I just saw this list of 31 new mobile news sites on MobileRead which, by the way, is an awesome site covering mobile content in all it's forms.
AM New York
Chicago Sun Times
Crain's Chicago Business
Crain's New York Business
Los Angeles Times
Morning Call Online
NY Daily News
New York Times
San Francisco Chronicle
I took a look at some of these links and it turns out they all have, "Mobilized by Unified Mobility" at the bottom of every page. Following that link I found a description of the company and it's services. It looks like Unified Mobility has a mobile transformation service that uses site specific scripting to convert an existing web site to a mobile one. They claim that they can have the mobile edition of a typical business web site up and running in 3 to 10 days. This is obviously not garden variety transcoding, for one it's done with the consent of the content creator. This is significant because there is a a definate and understandable backlash against Google's mobile transcoder for expropriating and modifying content without permission. The other thing that's different about Unified Mobility's service is that it's clearly customized on a site by site basis to give a professional looking and highly usable site, something that totally automated transcoders like Google and Skweezer rarely achieve on complex pages.

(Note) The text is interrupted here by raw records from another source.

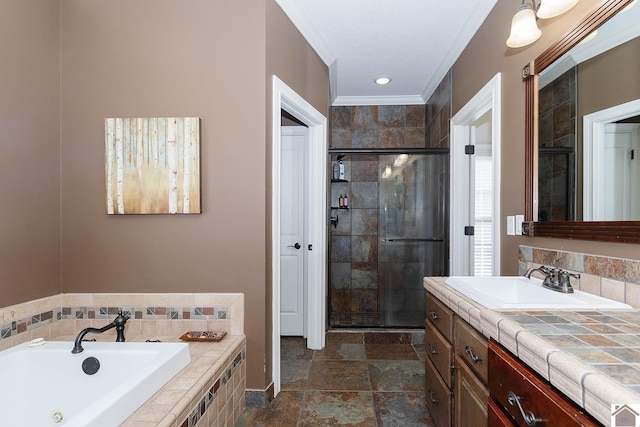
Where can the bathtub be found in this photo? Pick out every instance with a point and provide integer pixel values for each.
(43, 384)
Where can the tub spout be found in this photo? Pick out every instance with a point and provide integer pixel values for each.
(118, 323)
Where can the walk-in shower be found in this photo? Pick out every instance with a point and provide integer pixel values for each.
(392, 233)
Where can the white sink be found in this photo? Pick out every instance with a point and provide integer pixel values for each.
(517, 292)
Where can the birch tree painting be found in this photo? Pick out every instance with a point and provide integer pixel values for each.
(152, 165)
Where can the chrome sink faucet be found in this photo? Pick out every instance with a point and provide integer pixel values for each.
(555, 279)
(118, 323)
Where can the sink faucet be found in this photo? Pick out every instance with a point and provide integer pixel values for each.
(554, 278)
(118, 323)
(546, 271)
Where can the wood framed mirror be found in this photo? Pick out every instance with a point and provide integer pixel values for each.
(613, 231)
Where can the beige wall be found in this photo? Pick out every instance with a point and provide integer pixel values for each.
(29, 150)
(487, 55)
(80, 61)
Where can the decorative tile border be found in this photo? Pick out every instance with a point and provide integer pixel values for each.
(613, 278)
(30, 316)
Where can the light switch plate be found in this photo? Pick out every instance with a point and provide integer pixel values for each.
(519, 221)
(511, 225)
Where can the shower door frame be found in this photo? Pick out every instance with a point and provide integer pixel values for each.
(427, 151)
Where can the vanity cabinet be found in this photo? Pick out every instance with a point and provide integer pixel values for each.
(439, 361)
(455, 369)
(471, 371)
(517, 392)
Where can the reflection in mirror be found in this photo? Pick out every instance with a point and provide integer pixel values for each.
(589, 103)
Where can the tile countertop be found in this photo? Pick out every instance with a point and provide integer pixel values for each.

Also notable is that most of the Unified Mobility sites that I looked at had ads. There were little "Sponsored by ... " at the top of most pages - where "..." would be the logo of Sprint or HP or Motorola, for example. Some pages had clickable text adds embedded within an article's text like "20% off Sprint Phones". Surprisingly, when you clicked through you got a form asking for your email address so the advertiser can send you details of the offer. Huh, this is mobile, entering an email address is a pain on most phones - shouldn't that be a a click to call link?
There are some gems in here like:
CNN, which has had a mobile site but years now but it's only available if your provider has partnered with them. This new url, which has a different layout, seems to be open to anyone. Also it's WAP2 (html) rather than wml which means it will work on html-only devices like the Sidekick/Hiptop and many PDA browsers. And if you do have wml-only phone you can access it through a transcoder like Google's or mine (wml link). I'll be adding links to transcoded wml versions of all these sites to the YesWap mobile portal shortly.
Wired Whose old mobile site hasn't been up dated since December.
The New York Times - which had a horrible old mobile site where the "stories" were hardly any longer than the headlines.
San Francisco Chronicle which up to now has only a paid subscription mobile site.
One thing that is curious is that some of new Unified Mobility sites are for news providers that already have decent existing mobile sites like, USA Today and the Los Angeles Times. I can't imagine that the old and new sites will continue to co-exist for long.